Not only that, it used the weather to prove this. In sunnier weeks,
advisors were happier and sold more. And since callers could call in
from anywhere in the UK, the data showed that it was local weather that
drove the boost, not national weather.
While this may seem obvious – people are happier in nice weather – the
implications are significant. If something random like weather has an
impact on sales, then imagine the level of impact that a proactive
happiness initiative can have. In this context, efforts to improve
culture or fix toxic cultures are good for morale and the bottom line.
The Impact of Positive Mood on Sales
For the conditions of the research study, a call centre was an ideal
environment. Call centres are different from the average office
workplace. Call centre employees have very little autonomy in choosing
their tasks (answer calls), or who they interact with (they work alone).
This meant that the effect of happiness on performance is strictly
limited to the way the telephone agent interacts with customers in real
time (their tone of voice, negotiation skills etc.).
The research found that positive mood had little effect on sales when
the call was basic order taking. To caller and agent, it was just
another transaction. While employee mood may have cheered up the caller,
it had no impact on the overall sale.
However, employee happiness had a greater impact on complicated calls.
When calls were related to TV and phone upgrades, or contract changes,
then mood had a strong effect. Happy employees were more likely to
listen better to callers and show stronger negotiation skills, leading
to good solutions for the customer. In situations where unhappy
customers called in, happy agents were able to control their emotions
and mitigate caller problems more easily.

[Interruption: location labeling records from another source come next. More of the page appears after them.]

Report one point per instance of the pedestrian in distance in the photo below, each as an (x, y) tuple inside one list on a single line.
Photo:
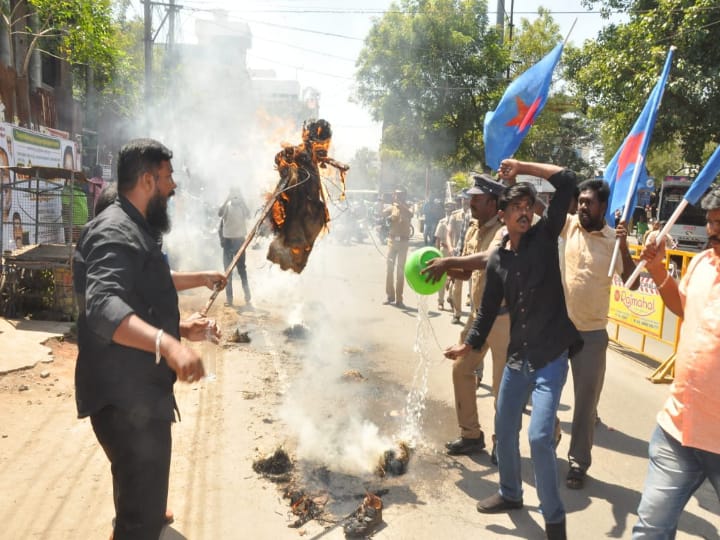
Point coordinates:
[(685, 445), (588, 243), (400, 216), (482, 239), (524, 272)]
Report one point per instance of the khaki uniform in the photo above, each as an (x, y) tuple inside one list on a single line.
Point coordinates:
[(587, 257), (455, 224), (441, 232), (398, 240), (479, 238)]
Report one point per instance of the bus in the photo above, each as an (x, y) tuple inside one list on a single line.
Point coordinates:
[(689, 231)]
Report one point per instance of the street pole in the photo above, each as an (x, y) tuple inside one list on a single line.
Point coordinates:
[(148, 52), (500, 16)]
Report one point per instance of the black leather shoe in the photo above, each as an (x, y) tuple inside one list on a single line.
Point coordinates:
[(464, 446), (493, 452), (496, 504)]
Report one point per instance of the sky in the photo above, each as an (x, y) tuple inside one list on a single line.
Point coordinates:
[(316, 42)]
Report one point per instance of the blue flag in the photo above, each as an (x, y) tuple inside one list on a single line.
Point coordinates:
[(506, 126), (621, 172), (704, 179)]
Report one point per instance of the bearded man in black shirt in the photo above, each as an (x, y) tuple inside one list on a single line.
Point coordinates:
[(525, 272), (129, 330)]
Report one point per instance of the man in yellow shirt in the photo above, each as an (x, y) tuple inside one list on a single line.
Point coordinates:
[(400, 216), (588, 243), (482, 238)]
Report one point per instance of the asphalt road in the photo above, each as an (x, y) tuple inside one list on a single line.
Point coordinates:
[(355, 377)]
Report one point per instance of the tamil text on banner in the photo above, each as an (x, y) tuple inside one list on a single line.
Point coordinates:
[(642, 308)]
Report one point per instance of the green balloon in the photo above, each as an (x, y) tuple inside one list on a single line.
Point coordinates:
[(416, 261)]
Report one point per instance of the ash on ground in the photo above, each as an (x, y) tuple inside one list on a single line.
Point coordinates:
[(297, 331), (394, 461), (275, 467), (305, 506)]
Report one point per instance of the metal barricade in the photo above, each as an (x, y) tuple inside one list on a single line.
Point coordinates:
[(639, 320)]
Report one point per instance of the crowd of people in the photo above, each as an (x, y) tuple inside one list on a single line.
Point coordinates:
[(538, 317)]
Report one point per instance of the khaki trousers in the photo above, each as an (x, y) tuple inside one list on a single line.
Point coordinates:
[(464, 368), (395, 272), (455, 294)]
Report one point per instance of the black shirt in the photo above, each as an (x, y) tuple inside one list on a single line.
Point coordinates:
[(118, 270), (529, 281)]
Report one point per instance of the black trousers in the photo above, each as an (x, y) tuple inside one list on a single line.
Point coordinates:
[(139, 451)]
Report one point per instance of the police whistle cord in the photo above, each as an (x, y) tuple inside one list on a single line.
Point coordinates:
[(228, 271)]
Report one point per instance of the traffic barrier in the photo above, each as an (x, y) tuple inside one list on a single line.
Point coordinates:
[(639, 320)]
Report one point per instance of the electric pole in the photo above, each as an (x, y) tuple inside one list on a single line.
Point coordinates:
[(148, 52)]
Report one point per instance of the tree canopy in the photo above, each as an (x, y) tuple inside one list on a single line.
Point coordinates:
[(430, 69)]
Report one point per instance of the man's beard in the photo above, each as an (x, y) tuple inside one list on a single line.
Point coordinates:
[(157, 216)]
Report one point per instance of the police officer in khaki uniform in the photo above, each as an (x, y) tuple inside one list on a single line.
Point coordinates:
[(483, 236), (458, 224), (400, 216)]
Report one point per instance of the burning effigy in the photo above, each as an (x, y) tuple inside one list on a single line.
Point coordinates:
[(299, 213)]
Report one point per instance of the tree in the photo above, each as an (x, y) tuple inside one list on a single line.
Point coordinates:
[(430, 69), (616, 73), (364, 169), (561, 131)]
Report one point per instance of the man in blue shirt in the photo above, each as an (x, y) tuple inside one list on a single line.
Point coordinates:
[(525, 272)]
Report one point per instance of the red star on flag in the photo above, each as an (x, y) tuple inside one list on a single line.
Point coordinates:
[(526, 114)]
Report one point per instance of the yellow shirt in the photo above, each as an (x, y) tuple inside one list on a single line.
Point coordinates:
[(586, 282), (477, 239), (691, 414), (455, 223), (400, 217)]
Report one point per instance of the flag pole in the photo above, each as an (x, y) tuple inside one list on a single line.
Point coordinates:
[(626, 211), (660, 238)]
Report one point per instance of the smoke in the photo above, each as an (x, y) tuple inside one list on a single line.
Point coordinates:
[(222, 138)]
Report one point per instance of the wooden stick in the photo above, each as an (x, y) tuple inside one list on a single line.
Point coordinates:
[(243, 248)]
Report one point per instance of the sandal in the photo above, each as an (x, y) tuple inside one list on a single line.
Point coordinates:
[(575, 478), (365, 519)]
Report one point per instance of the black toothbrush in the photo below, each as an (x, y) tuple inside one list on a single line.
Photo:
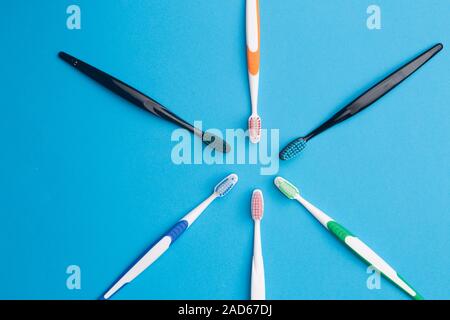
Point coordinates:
[(141, 100), (363, 101)]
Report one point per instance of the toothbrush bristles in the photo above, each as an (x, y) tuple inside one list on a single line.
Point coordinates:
[(293, 149), (254, 128), (224, 186), (257, 207)]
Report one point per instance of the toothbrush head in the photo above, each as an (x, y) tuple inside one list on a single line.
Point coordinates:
[(293, 149), (257, 205), (287, 188), (254, 128), (215, 142), (224, 186)]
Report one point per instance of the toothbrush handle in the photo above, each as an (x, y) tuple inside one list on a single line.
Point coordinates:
[(378, 90), (253, 49), (258, 287), (141, 100), (149, 257), (369, 256)]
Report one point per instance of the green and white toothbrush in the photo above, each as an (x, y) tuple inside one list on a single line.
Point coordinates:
[(346, 237)]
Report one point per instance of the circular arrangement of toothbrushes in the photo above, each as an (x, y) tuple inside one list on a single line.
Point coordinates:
[(290, 151)]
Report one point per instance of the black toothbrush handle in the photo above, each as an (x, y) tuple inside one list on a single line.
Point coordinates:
[(377, 91), (141, 100)]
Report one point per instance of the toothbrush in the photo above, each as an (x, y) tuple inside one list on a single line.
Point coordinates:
[(170, 236), (141, 100), (253, 47), (362, 102), (347, 238), (258, 283)]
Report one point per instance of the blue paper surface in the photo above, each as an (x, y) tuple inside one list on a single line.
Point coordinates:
[(87, 179)]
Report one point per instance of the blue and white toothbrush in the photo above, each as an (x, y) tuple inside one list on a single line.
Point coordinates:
[(169, 238)]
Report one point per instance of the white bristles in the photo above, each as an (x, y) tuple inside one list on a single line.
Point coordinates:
[(257, 206), (224, 186)]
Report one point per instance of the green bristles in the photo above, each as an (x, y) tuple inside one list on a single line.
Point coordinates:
[(287, 188)]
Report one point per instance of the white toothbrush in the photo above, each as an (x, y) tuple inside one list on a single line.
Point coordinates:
[(253, 59), (347, 238), (169, 238), (258, 282)]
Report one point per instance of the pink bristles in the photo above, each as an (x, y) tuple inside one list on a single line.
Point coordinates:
[(257, 205), (254, 126)]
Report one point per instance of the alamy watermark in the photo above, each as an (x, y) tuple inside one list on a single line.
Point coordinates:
[(73, 281), (190, 150)]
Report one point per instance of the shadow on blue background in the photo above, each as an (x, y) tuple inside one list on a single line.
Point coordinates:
[(87, 179)]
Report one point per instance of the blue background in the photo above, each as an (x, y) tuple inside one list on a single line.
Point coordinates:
[(87, 179)]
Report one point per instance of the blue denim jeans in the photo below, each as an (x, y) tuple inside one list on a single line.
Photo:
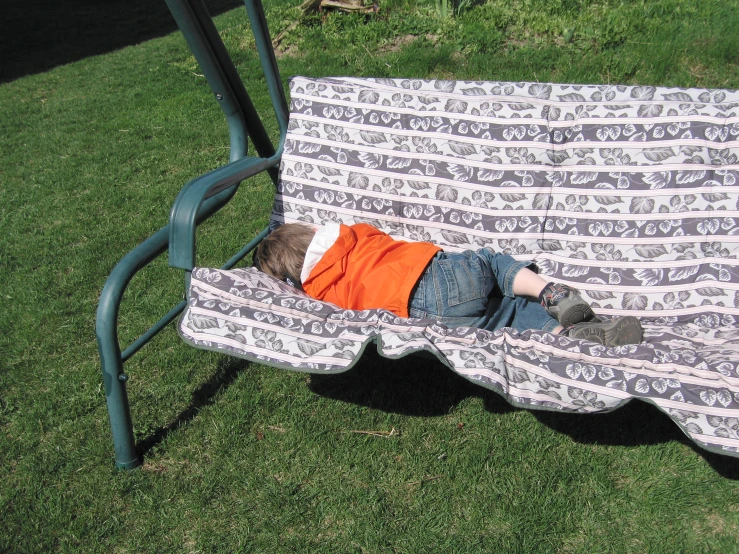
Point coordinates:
[(475, 289)]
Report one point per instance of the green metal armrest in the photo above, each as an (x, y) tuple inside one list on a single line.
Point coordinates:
[(184, 216), (198, 199)]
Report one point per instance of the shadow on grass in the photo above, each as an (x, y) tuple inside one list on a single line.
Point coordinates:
[(205, 395), (36, 36), (419, 386), (423, 387)]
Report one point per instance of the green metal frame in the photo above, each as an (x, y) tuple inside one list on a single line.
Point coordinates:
[(198, 199)]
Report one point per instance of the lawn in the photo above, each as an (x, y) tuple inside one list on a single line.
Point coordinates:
[(393, 456)]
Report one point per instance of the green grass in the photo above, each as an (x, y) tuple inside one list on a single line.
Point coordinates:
[(242, 457)]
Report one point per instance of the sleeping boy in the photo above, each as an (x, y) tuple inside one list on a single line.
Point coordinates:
[(359, 267)]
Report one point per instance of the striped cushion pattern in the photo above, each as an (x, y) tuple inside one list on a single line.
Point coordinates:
[(628, 193)]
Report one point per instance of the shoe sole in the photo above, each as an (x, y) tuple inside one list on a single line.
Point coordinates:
[(617, 332), (574, 310)]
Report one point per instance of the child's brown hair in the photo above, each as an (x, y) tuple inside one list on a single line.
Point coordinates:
[(282, 253)]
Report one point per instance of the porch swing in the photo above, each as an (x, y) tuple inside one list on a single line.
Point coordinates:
[(628, 193)]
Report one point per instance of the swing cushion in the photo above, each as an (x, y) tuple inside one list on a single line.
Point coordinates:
[(628, 193)]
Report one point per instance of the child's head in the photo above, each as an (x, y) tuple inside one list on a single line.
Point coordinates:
[(282, 253)]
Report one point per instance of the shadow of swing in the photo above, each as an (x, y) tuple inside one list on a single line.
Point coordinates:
[(419, 386)]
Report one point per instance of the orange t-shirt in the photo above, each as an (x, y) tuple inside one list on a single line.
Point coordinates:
[(366, 268)]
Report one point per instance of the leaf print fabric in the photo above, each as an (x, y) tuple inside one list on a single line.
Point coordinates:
[(628, 193)]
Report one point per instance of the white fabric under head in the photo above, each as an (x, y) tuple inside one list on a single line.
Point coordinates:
[(324, 239)]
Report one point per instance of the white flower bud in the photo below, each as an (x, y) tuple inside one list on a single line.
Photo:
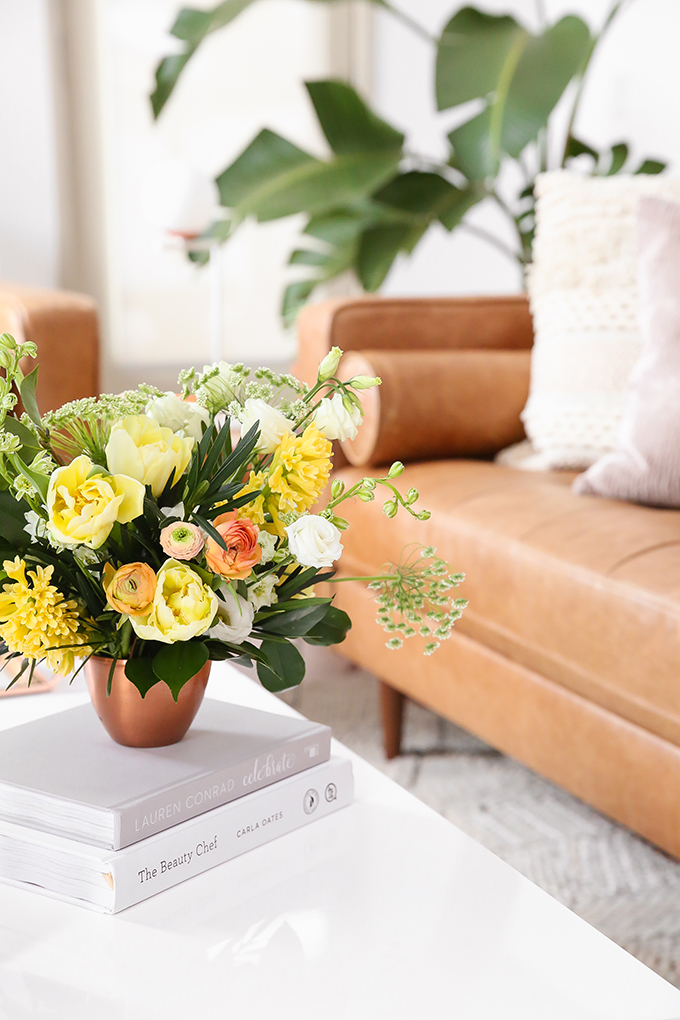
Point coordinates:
[(364, 381), (335, 420), (314, 541), (273, 424), (328, 366)]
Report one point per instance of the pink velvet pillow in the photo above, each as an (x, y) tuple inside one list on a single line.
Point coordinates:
[(646, 467)]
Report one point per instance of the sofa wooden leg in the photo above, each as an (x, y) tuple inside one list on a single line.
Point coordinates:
[(391, 707)]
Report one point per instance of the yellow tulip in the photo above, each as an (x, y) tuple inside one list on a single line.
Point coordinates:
[(184, 606), (144, 450), (83, 509)]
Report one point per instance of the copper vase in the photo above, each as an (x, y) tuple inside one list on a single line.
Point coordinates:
[(152, 721)]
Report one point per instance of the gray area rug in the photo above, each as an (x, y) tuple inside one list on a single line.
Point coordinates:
[(612, 878)]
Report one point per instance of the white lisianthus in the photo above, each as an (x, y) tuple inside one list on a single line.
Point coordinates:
[(268, 545), (263, 593), (233, 621), (273, 424), (314, 541), (182, 417), (334, 420)]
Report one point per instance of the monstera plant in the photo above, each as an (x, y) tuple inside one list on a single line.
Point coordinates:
[(373, 197)]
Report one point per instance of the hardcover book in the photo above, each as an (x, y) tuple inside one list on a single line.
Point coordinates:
[(63, 774), (112, 880)]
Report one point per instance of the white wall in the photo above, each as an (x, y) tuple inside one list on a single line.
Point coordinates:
[(632, 94), (29, 200)]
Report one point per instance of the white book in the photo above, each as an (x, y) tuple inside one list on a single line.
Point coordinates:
[(64, 774), (112, 880)]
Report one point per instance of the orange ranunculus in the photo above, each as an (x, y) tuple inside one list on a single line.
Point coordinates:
[(131, 589), (243, 551)]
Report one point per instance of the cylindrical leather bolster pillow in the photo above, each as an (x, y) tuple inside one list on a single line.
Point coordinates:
[(434, 404)]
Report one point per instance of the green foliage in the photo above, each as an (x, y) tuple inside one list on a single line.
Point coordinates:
[(369, 200), (280, 665)]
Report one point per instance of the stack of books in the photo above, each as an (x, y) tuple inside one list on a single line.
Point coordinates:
[(106, 826)]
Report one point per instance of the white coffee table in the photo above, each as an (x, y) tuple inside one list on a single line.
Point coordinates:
[(384, 910)]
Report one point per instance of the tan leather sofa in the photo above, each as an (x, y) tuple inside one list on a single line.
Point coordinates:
[(568, 657), (64, 327)]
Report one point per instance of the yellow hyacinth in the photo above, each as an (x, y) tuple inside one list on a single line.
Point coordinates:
[(35, 617), (300, 469)]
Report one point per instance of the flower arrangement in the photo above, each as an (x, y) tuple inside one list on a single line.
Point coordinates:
[(138, 527)]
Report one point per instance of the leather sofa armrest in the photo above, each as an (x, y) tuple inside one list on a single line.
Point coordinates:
[(63, 326), (434, 404), (411, 323)]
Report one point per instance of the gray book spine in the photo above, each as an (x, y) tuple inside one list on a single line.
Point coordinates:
[(160, 811)]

Because of the unique setting of the call centre, the actual effect of
happiness on productivity is likely to be lower than in a typical office
environment. Where roles have more autonomy people can choose what to
work on, using their initiative to problem solve, to be creative, and
interact with colleagues. This amplifies the effect of happiness on
productivity.
Why BT Should Focus on Happiness
BT can’t rely on the British weather to improve happiness in the
workplace, but why not try company-led initiatives like the ones we
support at Friday – allowing organizations to change their culture and
identify actions that lead to increased productivity.
Call centres can be unhappy places – that’s one thing the study made
clear. In fact, over 30% of employee responses were very unhappy – the
most common response on the survey. Only 17% indicated that they
were unhappy. That’s a total of 47% of employees that weren’t
enjoying their time at the call centre.
Shifting a person from very unhappy to very happy is quite
difficult, but it is possible to move some of those that indicated they
were unhappy into ok or better, and similarly happy to very
happy. If BT were able to shift just half of the unhappy people
into ok and half of ok into happy, then this would translate into
significant extra revenue — estimated at £330,000 per week or
over £17,000,000 annually.
There’s also the added benefit of reducing staff turnover. Studies
indicate that turnover rates in call centres are 3-4x greater than the
national average. Our research at Friday has demonstrated that a
positive shift in happiness can result in 17% lower staff turnover
across the following quarter. In BT, this would likely reduce
recruitment and training costs by a further £500,000 per
year*.
(*assuming that recruitment and training for a new employee
cost 25% of annual salary – estimated here at £15,000 per year)
Happiness in Your Workplace
What does this research mean for your office? It means that your actions
towards improving happiness in your workplace matter. Short of always
having nice weather, or moving a call centre to a tropical island, the
solutions that a BT call centre could use to become happier are similar
to the ones you can implement in your office today.